Community currency appears to be catching on
Promoters of UC Smiles — which are equal to a dollar and come in denominations of $1, $5 and $20 — say more than $12,000 worth of UC Smiles are in circulation.
That's up from the $5,000 worth of UC Smiles circulating after the currency hit the streets Nov. 1.
More than $97,000 of the colorful bills featuring local wildlife and historical scenes have been printed.
UC Smiles Executive Director Seonmi Kim said recently that the program will be a success "if we can circulate around 60,000 UC Smiles in a year."
The UC Smiles program was started to encourage shoppers to buy local. Many of the early businesses to participate were Urbana businesses, but Champaign retailers and restaurants have also joined. A list of participating businesses can be found at the http://www.ucsmiles.org website.
Three businesses serve as UC Smiles exchanges, where dollars can be traded for the local currency.
Those businesses are Strawberry Fields and International Galleries, both in Urbana, and Cheese and Crackers in Champaign, Kim said.
"We want to have two more — one in downtown Champaign and one in west Champaign," Kim said. "About five (exchange) stores will be enough."
Kim, a doctoral student in social work at the University of Illinois, said she thought it would take time for people to understand the concept of a local currency and actually use it.
She said she was surprised how many people understood it and attributed the acceptance rate to Champaign-Urbana having "more progressive people who understand community development."
Kim said many participating retailers offer discounts to customers who pay with UC Smiles. But she said using local currency has other benefits, including building relationships between customers and merchants and developing customer loyalty.
Soon after the introduction of UC Smiles, Kim said, she got feedback from consumers who wondered whether it was illegal to use local currencies and whether local currencies had succeeded in other communities.
She assured them local currencies aren't illegal and referred them to sources where they could learn about other currencies such as the BerkShares used in the Berkshires region of Massachusetts.
During the early days of planning UC Smiles, organizers wanted to get a 3 percent commission from participating businesses, Kim said.
They figured the commission would help cover operational costs. Plus, they reasoned business owners would benefit from UC Smiles publicity and avoid the expense associated with credit-card purchases.
But the idea didn't fly, and organizers dropped plans for the fee.
For now, Kim said, operational costs are being covered by two grants. But for the long term, organizers are investigating other revenue sources, including online fundraising, federal dollars for community development and identifying potential donors.

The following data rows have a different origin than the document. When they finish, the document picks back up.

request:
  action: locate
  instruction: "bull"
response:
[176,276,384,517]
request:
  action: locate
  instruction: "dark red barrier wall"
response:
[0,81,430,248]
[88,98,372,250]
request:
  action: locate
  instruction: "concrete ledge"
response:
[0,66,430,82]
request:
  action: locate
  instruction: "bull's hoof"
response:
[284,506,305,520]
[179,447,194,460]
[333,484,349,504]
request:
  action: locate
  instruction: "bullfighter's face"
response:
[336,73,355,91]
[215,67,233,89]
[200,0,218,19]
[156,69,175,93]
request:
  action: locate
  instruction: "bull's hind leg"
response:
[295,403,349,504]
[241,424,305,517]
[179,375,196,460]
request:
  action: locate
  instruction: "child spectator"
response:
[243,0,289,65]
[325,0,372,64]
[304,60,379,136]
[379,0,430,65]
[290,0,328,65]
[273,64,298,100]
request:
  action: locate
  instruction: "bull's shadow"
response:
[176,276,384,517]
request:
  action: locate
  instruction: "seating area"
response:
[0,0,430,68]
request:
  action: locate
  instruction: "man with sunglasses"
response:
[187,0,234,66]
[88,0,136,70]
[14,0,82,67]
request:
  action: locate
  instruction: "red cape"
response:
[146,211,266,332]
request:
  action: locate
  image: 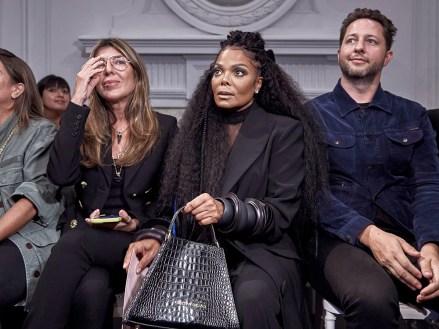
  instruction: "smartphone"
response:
[90,214,122,224]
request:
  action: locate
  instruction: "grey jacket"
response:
[0,114,64,304]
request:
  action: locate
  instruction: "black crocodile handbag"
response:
[123,208,239,329]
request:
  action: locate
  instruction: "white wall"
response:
[0,0,439,108]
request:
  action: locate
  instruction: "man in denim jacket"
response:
[309,9,439,329]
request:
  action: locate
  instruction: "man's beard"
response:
[340,61,384,83]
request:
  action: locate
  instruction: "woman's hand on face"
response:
[113,210,139,232]
[70,57,106,106]
[183,193,224,225]
[123,239,160,274]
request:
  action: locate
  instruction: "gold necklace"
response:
[113,153,123,182]
[0,123,18,156]
[111,126,129,144]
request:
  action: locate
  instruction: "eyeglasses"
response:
[99,56,130,71]
[0,48,16,57]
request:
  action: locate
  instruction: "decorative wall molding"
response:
[164,0,296,34]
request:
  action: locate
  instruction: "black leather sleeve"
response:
[215,193,273,238]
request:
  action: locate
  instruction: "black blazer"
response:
[427,109,439,147]
[47,103,177,227]
[218,105,306,329]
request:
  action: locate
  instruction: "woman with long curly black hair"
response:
[125,31,326,329]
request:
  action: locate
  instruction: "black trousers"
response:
[0,240,26,328]
[23,225,132,329]
[306,234,439,329]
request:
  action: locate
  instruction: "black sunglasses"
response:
[0,48,17,57]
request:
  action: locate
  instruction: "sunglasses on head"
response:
[0,48,16,57]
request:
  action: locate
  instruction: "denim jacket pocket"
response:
[0,167,23,209]
[324,132,355,173]
[385,127,424,175]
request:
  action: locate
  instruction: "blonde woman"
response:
[24,39,176,329]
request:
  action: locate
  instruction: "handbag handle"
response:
[165,206,220,247]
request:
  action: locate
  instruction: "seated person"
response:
[0,49,64,328]
[308,9,439,329]
[38,74,70,127]
[24,38,177,329]
[428,109,439,146]
[125,31,326,329]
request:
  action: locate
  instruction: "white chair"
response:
[323,299,431,329]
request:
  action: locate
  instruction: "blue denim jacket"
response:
[311,82,439,247]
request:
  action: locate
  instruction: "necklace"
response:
[113,153,123,183]
[0,123,18,156]
[111,126,128,144]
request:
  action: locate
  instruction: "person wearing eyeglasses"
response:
[24,38,176,329]
[0,48,64,327]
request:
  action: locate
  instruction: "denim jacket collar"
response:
[333,80,392,117]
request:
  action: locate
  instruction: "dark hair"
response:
[37,74,70,96]
[0,48,44,129]
[339,8,398,50]
[160,31,327,241]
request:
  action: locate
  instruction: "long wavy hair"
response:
[81,38,159,167]
[0,48,44,129]
[160,31,327,237]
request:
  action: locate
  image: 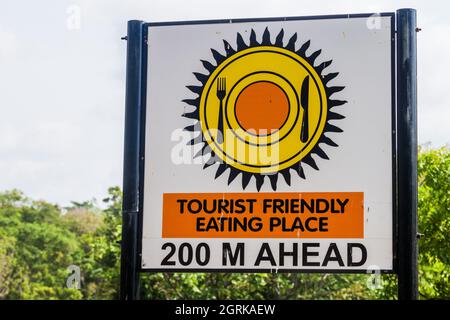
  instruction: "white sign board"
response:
[141,14,394,272]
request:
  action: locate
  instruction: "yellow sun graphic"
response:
[183,28,346,191]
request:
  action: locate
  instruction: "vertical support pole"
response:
[120,20,144,300]
[397,9,418,300]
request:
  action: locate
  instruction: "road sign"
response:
[138,13,396,272]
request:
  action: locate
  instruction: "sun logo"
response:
[183,28,346,191]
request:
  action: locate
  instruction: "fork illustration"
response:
[216,78,227,143]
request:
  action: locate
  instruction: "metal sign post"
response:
[120,20,145,300]
[397,9,418,300]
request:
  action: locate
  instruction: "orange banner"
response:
[162,192,364,238]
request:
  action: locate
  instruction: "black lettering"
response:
[347,243,367,267]
[269,217,281,232]
[178,242,193,266]
[195,242,211,266]
[255,242,277,266]
[316,198,330,213]
[322,243,344,267]
[177,199,187,213]
[279,242,298,266]
[222,242,245,266]
[161,242,176,266]
[302,243,320,267]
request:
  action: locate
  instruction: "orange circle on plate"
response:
[235,81,289,135]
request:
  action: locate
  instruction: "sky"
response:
[0,0,450,206]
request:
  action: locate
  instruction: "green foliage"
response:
[0,148,450,299]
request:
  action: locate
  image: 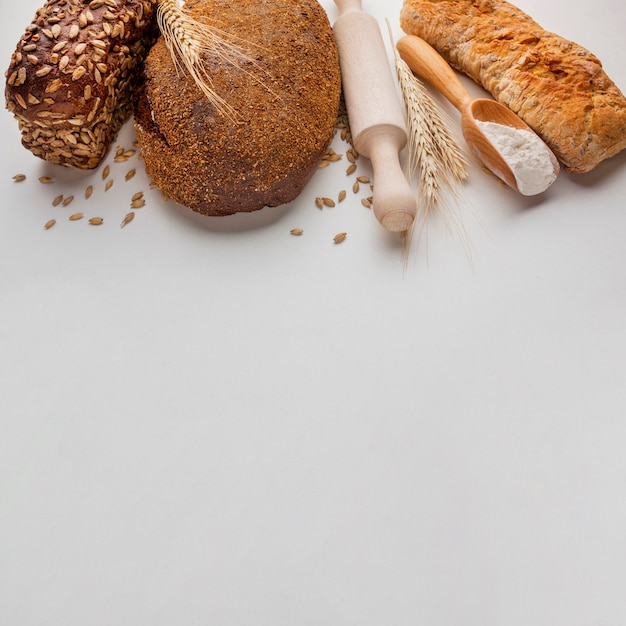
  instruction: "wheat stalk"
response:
[157,0,258,117]
[388,23,471,260]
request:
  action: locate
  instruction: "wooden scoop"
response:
[333,0,417,232]
[396,35,559,193]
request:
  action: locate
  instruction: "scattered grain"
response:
[120,211,135,228]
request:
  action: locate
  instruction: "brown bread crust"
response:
[5,0,158,169]
[135,0,341,215]
[400,0,626,172]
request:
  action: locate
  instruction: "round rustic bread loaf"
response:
[135,0,341,215]
[5,0,158,169]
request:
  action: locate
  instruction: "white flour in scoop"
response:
[476,120,558,196]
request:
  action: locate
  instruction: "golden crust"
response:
[135,0,341,215]
[400,0,626,172]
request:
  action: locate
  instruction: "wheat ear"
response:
[157,0,249,117]
[388,23,471,260]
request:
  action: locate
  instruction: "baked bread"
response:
[400,0,626,172]
[5,0,158,169]
[134,0,341,215]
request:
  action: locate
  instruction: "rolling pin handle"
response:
[359,126,417,232]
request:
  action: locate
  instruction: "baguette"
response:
[5,0,158,169]
[400,0,626,173]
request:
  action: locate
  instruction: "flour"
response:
[476,120,558,196]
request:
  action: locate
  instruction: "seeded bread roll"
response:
[135,0,341,215]
[400,0,626,172]
[5,0,158,169]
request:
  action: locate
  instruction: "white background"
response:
[0,0,626,626]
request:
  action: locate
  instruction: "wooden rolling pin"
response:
[333,0,417,232]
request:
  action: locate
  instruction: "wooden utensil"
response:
[396,35,559,191]
[333,0,417,232]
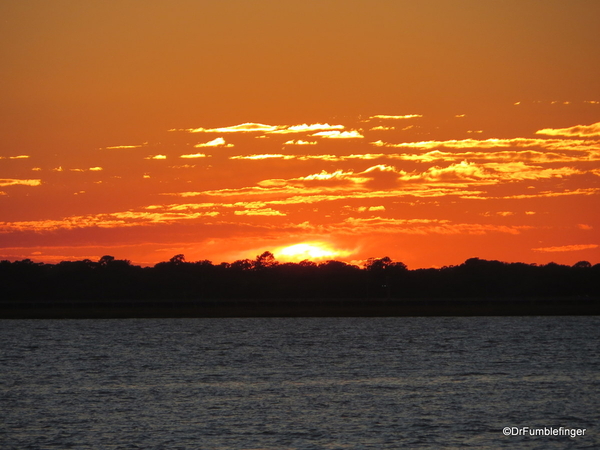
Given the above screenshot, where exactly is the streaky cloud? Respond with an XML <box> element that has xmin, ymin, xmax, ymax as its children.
<box><xmin>194</xmin><ymin>137</ymin><xmax>233</xmax><ymax>148</ymax></box>
<box><xmin>0</xmin><ymin>178</ymin><xmax>42</xmax><ymax>187</ymax></box>
<box><xmin>311</xmin><ymin>130</ymin><xmax>364</xmax><ymax>139</ymax></box>
<box><xmin>369</xmin><ymin>114</ymin><xmax>423</xmax><ymax>120</ymax></box>
<box><xmin>535</xmin><ymin>122</ymin><xmax>600</xmax><ymax>137</ymax></box>
<box><xmin>532</xmin><ymin>244</ymin><xmax>598</xmax><ymax>253</ymax></box>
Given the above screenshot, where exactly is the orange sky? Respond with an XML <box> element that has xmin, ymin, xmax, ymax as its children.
<box><xmin>0</xmin><ymin>0</ymin><xmax>600</xmax><ymax>269</ymax></box>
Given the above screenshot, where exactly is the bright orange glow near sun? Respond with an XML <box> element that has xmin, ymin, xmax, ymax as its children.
<box><xmin>0</xmin><ymin>0</ymin><xmax>600</xmax><ymax>269</ymax></box>
<box><xmin>274</xmin><ymin>242</ymin><xmax>350</xmax><ymax>262</ymax></box>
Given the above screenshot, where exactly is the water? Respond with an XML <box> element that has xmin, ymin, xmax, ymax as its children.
<box><xmin>0</xmin><ymin>317</ymin><xmax>600</xmax><ymax>450</ymax></box>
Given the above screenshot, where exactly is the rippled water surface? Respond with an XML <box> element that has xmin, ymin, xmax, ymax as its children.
<box><xmin>0</xmin><ymin>317</ymin><xmax>600</xmax><ymax>450</ymax></box>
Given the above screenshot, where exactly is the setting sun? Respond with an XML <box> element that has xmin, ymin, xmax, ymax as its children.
<box><xmin>275</xmin><ymin>242</ymin><xmax>350</xmax><ymax>262</ymax></box>
<box><xmin>0</xmin><ymin>0</ymin><xmax>600</xmax><ymax>268</ymax></box>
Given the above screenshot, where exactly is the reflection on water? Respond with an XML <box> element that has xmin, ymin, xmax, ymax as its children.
<box><xmin>0</xmin><ymin>317</ymin><xmax>600</xmax><ymax>449</ymax></box>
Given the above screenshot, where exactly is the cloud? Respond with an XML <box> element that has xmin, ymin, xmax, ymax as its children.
<box><xmin>334</xmin><ymin>217</ymin><xmax>533</xmax><ymax>235</ymax></box>
<box><xmin>535</xmin><ymin>122</ymin><xmax>600</xmax><ymax>137</ymax></box>
<box><xmin>283</xmin><ymin>139</ymin><xmax>317</xmax><ymax>145</ymax></box>
<box><xmin>179</xmin><ymin>153</ymin><xmax>206</xmax><ymax>159</ymax></box>
<box><xmin>229</xmin><ymin>154</ymin><xmax>296</xmax><ymax>160</ymax></box>
<box><xmin>370</xmin><ymin>138</ymin><xmax>599</xmax><ymax>151</ymax></box>
<box><xmin>269</xmin><ymin>123</ymin><xmax>345</xmax><ymax>134</ymax></box>
<box><xmin>0</xmin><ymin>178</ymin><xmax>42</xmax><ymax>187</ymax></box>
<box><xmin>0</xmin><ymin>210</ymin><xmax>220</xmax><ymax>233</ymax></box>
<box><xmin>104</xmin><ymin>145</ymin><xmax>142</xmax><ymax>150</ymax></box>
<box><xmin>185</xmin><ymin>122</ymin><xmax>279</xmax><ymax>133</ymax></box>
<box><xmin>390</xmin><ymin>150</ymin><xmax>600</xmax><ymax>163</ymax></box>
<box><xmin>233</xmin><ymin>208</ymin><xmax>286</xmax><ymax>216</ymax></box>
<box><xmin>369</xmin><ymin>125</ymin><xmax>396</xmax><ymax>131</ymax></box>
<box><xmin>532</xmin><ymin>244</ymin><xmax>598</xmax><ymax>253</ymax></box>
<box><xmin>0</xmin><ymin>155</ymin><xmax>30</xmax><ymax>159</ymax></box>
<box><xmin>369</xmin><ymin>114</ymin><xmax>423</xmax><ymax>120</ymax></box>
<box><xmin>194</xmin><ymin>137</ymin><xmax>233</xmax><ymax>148</ymax></box>
<box><xmin>311</xmin><ymin>130</ymin><xmax>364</xmax><ymax>139</ymax></box>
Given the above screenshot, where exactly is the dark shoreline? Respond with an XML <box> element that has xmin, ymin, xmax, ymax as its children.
<box><xmin>0</xmin><ymin>297</ymin><xmax>600</xmax><ymax>319</ymax></box>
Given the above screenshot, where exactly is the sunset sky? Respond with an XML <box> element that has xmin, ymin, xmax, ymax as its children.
<box><xmin>0</xmin><ymin>0</ymin><xmax>600</xmax><ymax>269</ymax></box>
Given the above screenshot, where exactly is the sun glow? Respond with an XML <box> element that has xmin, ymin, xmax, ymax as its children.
<box><xmin>274</xmin><ymin>242</ymin><xmax>350</xmax><ymax>261</ymax></box>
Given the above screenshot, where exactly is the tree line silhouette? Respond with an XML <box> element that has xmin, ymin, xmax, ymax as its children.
<box><xmin>0</xmin><ymin>252</ymin><xmax>600</xmax><ymax>301</ymax></box>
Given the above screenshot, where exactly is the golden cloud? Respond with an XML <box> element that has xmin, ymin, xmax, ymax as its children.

Kim said there aren't many expenses because UC Smiles is largely a volunteer project. But the program must pay for website management and the printing of brochures, among other things.
Two departments at the University of Illinois are planning a survey in March and April to determine how business owners use UC Smiles and how the money recirculates, Kim said. She hopes to have survey results by the end of April.
Kim said when the currency was originally proposed, she hoped to have drawings of local community activists — among them, John Lee Johnson and Vashti McCollum — on the bills.
But organizers eventually settled on local wildlife and historical scenes. The one-Smile bill features a darter on the front and an 1883 photo of the Old Settlers Society on the back.
The five-Smile bill features a kestrel and an 1891 picture of the Champaign-Urbana street railway, and the 20-Smile bill depicts a morel mushroom and the Alma Mater sculpture.